One of the problems with Come Back, Little Sheba is that there’s no dramatic tension whatsoever. You’re watching these characters meander through life, but you’re not really wondering what will happen next because nothing does. The title refers to dog the Delaneys had that ran away, and Lola keeps blindly hoping that the dog will return, even though it’s been gone for months. (I can’t really blame the dog for running away from the Delaneys.)
Booth had previously played Lola on Broadway, and won a Tony. She would go on to win the Oscar for Best Actress, making her one of just 9 performers to win both a Tony and an Oscar for playing the same role. Booth does a good job, but her character is so annoying that it overshadows her artistry. Booth’s grating voice predates Jean Stapleton’s squawking tones as Edith Bunker on All in the Family, which doesn’t make Lola any more pleasant or sympathetic. Booth’s overwrought performance looks very dated now; whereas Lancaster’s comparative underplaying still holds up well. The movie shows very clearly how acting styles have changed in the last 60 years.
Booth and Lancaster are a completely mismatched couple. Booth was 15 years older than Lancaster, and she was the right age for the part. She was 53 when filming began in February, 1952, and Lancaster was only 38. Lancaster does well in the role, but to be honest, he was completely miscast. Lancaster was too strong, too virile, too tall, and too young for the part. The role called for someone who was more of an everyman, someone like Lee J. Cobb, or Karl Malden, although they both would have been too young for the part as well. The most ridiculous line of the movie is when Booth says something about Doc not being athletic. Nope, not true, your husband is Burt Lancaster; he’s a former trapeze artist.
One way in which a more everyman actor would have brought different shadings to the role is Doc’s crush on Marie. It should probably be more of a hopeless infatuation, and this would have worked better with an older, more plain-looking actor in the role. As it is, you half expect Terry Moore to start making out with Doc because he’s Burt Lancaster in the prime of his life.

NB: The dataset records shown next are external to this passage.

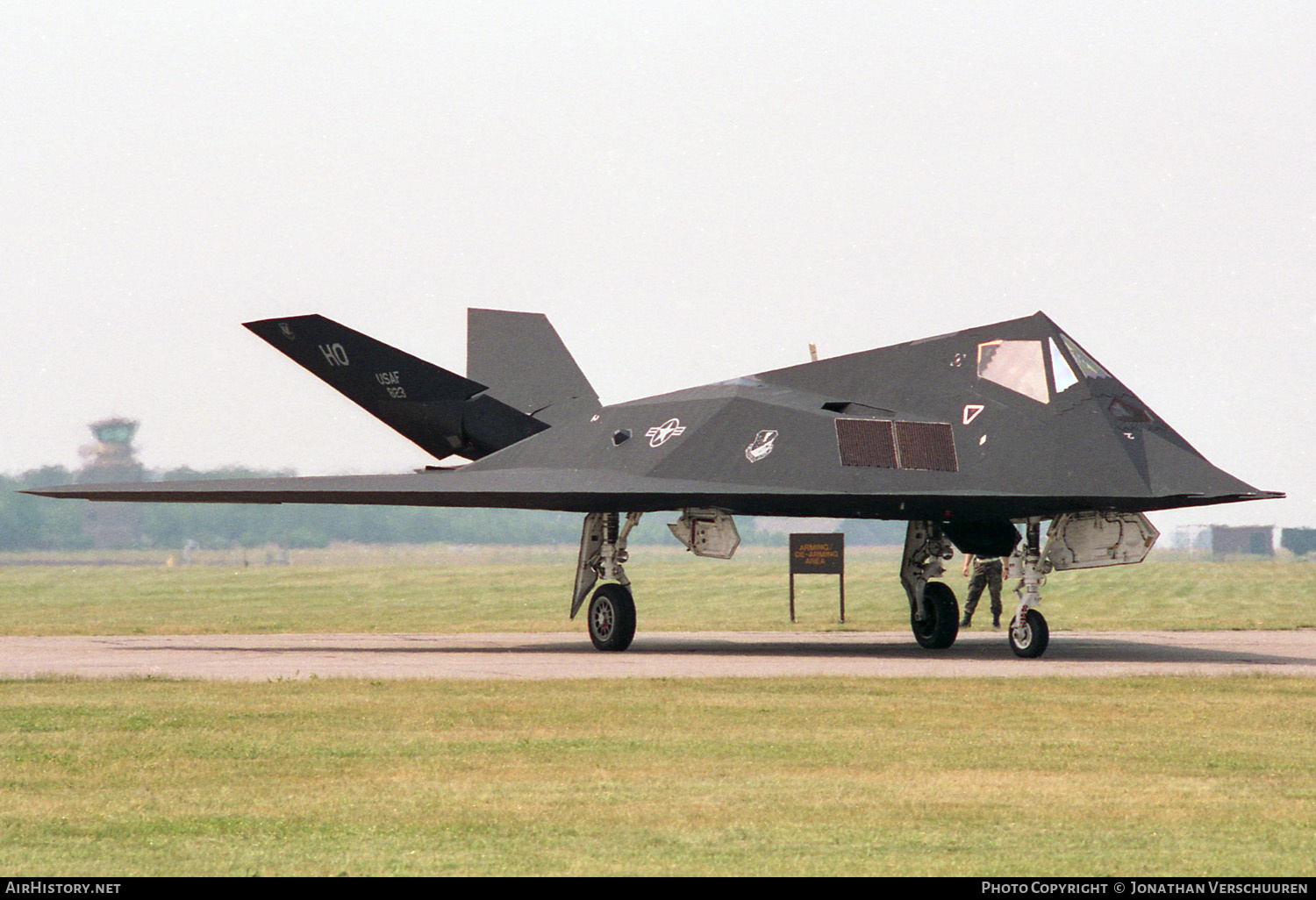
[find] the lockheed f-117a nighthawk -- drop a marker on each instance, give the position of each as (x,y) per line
(965,436)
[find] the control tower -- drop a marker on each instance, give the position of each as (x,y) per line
(112,458)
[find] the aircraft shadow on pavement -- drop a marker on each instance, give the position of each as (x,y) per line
(1068,649)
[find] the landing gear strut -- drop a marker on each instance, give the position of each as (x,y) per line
(933,612)
(612,610)
(1028,632)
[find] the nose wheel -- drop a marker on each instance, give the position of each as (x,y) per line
(1028,637)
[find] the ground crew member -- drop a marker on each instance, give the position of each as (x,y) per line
(987,573)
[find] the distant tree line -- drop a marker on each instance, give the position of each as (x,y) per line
(29,523)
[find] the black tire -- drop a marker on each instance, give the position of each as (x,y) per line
(940,628)
(612,618)
(1031,639)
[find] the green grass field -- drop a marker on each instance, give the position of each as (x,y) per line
(739,776)
(811,776)
(508,589)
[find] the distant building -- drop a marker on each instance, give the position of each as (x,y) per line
(1250,539)
(112,458)
(1194,539)
(1298,541)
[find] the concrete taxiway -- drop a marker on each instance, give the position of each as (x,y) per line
(740,654)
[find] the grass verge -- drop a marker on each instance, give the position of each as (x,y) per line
(808,776)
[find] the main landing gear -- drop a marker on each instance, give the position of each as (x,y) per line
(612,610)
(933,611)
(1028,632)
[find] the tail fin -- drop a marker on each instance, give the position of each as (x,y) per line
(526,365)
(432,407)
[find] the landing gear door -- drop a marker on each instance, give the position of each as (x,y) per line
(707,533)
(1091,539)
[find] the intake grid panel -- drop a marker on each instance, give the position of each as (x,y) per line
(876,444)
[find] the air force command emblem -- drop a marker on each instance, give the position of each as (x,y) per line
(660,434)
(761,445)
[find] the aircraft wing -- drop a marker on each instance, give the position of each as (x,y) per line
(574,489)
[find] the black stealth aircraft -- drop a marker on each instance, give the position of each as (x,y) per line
(963,436)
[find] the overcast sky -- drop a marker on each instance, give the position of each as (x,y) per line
(691,191)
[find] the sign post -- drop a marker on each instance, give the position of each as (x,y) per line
(818,554)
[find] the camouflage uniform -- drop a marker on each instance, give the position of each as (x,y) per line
(987,574)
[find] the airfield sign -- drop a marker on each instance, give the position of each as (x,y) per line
(818,554)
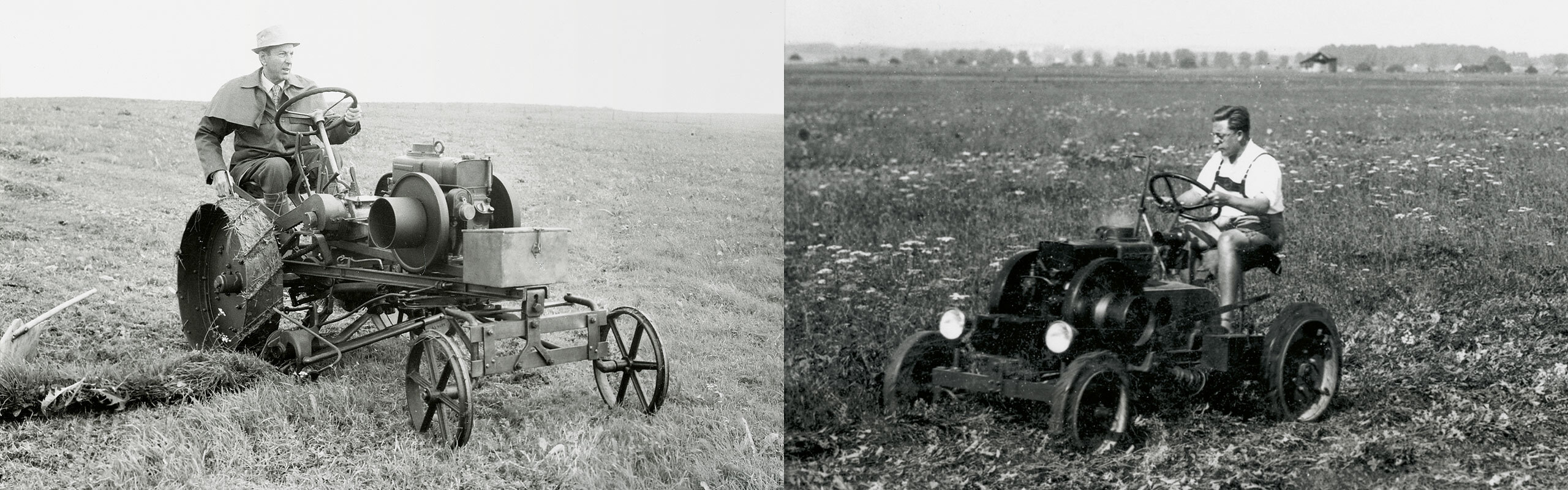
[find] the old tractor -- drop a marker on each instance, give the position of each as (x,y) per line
(438,252)
(1090,326)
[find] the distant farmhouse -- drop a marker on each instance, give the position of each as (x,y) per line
(1319,63)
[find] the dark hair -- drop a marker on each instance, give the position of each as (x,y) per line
(1238,118)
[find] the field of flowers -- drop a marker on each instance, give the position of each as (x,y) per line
(1424,211)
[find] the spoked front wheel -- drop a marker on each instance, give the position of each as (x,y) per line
(440,399)
(1092,405)
(1302,363)
(634,372)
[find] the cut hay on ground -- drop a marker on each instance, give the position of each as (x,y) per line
(35,390)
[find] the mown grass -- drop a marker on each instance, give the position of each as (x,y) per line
(675,214)
(1424,211)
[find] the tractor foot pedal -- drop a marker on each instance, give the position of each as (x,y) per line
(1272,263)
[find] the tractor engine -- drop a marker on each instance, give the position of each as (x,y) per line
(1095,286)
(1096,283)
(429,200)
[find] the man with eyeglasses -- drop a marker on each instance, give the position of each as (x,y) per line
(1245,183)
(264,157)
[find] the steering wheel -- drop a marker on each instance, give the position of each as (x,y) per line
(315,115)
(1169,203)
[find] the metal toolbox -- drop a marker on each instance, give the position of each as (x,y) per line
(514,257)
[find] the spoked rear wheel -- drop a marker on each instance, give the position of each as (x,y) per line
(1093,405)
(1302,363)
(634,372)
(440,399)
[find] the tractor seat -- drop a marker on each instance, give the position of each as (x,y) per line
(1264,257)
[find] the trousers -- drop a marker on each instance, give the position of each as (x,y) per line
(275,175)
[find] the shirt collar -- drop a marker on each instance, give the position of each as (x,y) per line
(267,85)
(1250,153)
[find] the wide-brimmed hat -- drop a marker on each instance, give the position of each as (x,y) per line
(273,37)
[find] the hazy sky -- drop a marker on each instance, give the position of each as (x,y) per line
(682,56)
(1286,27)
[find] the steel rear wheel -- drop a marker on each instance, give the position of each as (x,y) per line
(226,274)
(440,396)
(907,377)
(634,372)
(1302,363)
(1092,405)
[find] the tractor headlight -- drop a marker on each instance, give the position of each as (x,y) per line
(1059,337)
(952,324)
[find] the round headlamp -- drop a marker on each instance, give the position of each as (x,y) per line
(952,324)
(1059,337)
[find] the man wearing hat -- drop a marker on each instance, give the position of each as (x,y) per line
(264,157)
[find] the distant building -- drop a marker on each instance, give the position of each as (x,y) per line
(1319,63)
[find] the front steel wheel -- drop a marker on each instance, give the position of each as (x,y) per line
(1093,404)
(440,398)
(907,377)
(634,372)
(1302,363)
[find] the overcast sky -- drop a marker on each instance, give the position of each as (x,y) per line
(682,56)
(1286,27)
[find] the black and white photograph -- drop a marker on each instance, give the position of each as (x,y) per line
(1175,246)
(391,246)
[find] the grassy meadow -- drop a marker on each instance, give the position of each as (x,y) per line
(675,214)
(1424,211)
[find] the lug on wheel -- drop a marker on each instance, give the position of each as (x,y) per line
(907,377)
(440,399)
(634,371)
(1302,363)
(1092,404)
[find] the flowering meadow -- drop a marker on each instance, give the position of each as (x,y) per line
(1424,211)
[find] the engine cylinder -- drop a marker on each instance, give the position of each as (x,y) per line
(397,224)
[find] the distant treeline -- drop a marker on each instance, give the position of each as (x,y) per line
(1438,57)
(1434,56)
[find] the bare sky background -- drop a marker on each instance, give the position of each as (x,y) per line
(1283,27)
(682,56)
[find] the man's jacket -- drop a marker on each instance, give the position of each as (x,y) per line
(244,109)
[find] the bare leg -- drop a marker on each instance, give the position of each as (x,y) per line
(1228,272)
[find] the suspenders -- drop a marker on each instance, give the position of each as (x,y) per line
(1233,186)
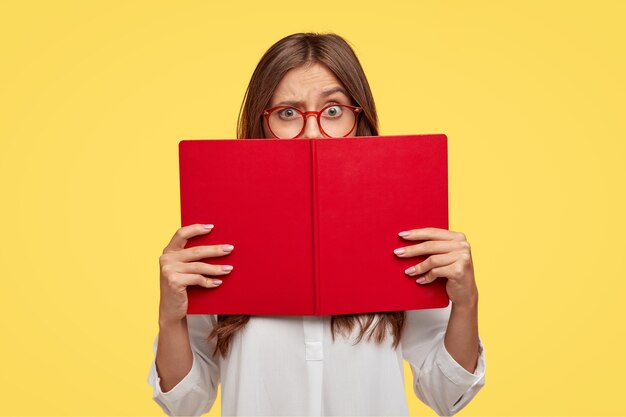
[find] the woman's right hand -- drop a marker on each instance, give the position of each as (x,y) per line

Lancaster did a fine job playing Doc, and communicating Doc’s quiet battle against his alcoholism. Lancaster clearly had a strong affinity for Doc, and he said “It was a part I wanted to play more than any other I ever got close to. Doc Delaney is the most human, if imperfect, kind of guy ever written into a play or script.” (Burt Lancaster: Pyramid Illustrated History of the Movies, by Tony Thomas, p.54) Although he never said as much publicly, the role of Doc no doubt touched some sort of a nerve with Lancaster, perhaps in part because his second wife Norma, the mother of all 5 of Lancaster’s children, was an alcoholic. In order to play Doc Delaney, Lancaster buries all the handsomeness, all the charisma, and all the physical energy that made him such an electric performer. He wore padding while playing Doc to make himself look heavier and grey was added to his hair to make him look older. Lancaster always conformed to the part; he didn’t try to change the role to fit his image or to play to his strengths. Throughout his career Lancaster played roles that didn’t trade off of his good looks or his charisma. He does it in Sweet Smell of Success, The Leopard, Seven Days in May, Judgment at Nuremburg, and Atlantic City, to name just a few. The amazing range of characters he played is what makes his career so interesting and so varied.
Terry Moore does a fine job as Marie, playing a girl who is torn between the handsome but shallow Turk and Bruce, her steady boyfriend from back home. Moore was nominated for a Best Supporting Actress Oscar for the role. On a side note, Moore claimed that she was secretly married to billionaire Howard Hughes in 1949. Her claims have been disputed, but Moore wrote two books about Hughes.
Come Back, Little Sheba was director Daniel Mann’s first movie, and it shows. Mann had directed the play on Broadway, which was why he was chosen to helm the film. The film is terribly edited, as camera angles change for no reason in the middle of scenes. The continuity is also poor, as, to name just one example, Lancaster is seen opening a car door twice-because the camera angle changes for no reason. Amazingly, the movie was nominated for an Oscar for Best Editing! Fortunately, it didn’t win.
Come Back, Little Sheba is a rather dated relic now, more than 60 years after it was released, but it’s still of interest because of the performances by Booth, Lancaster, and Moore.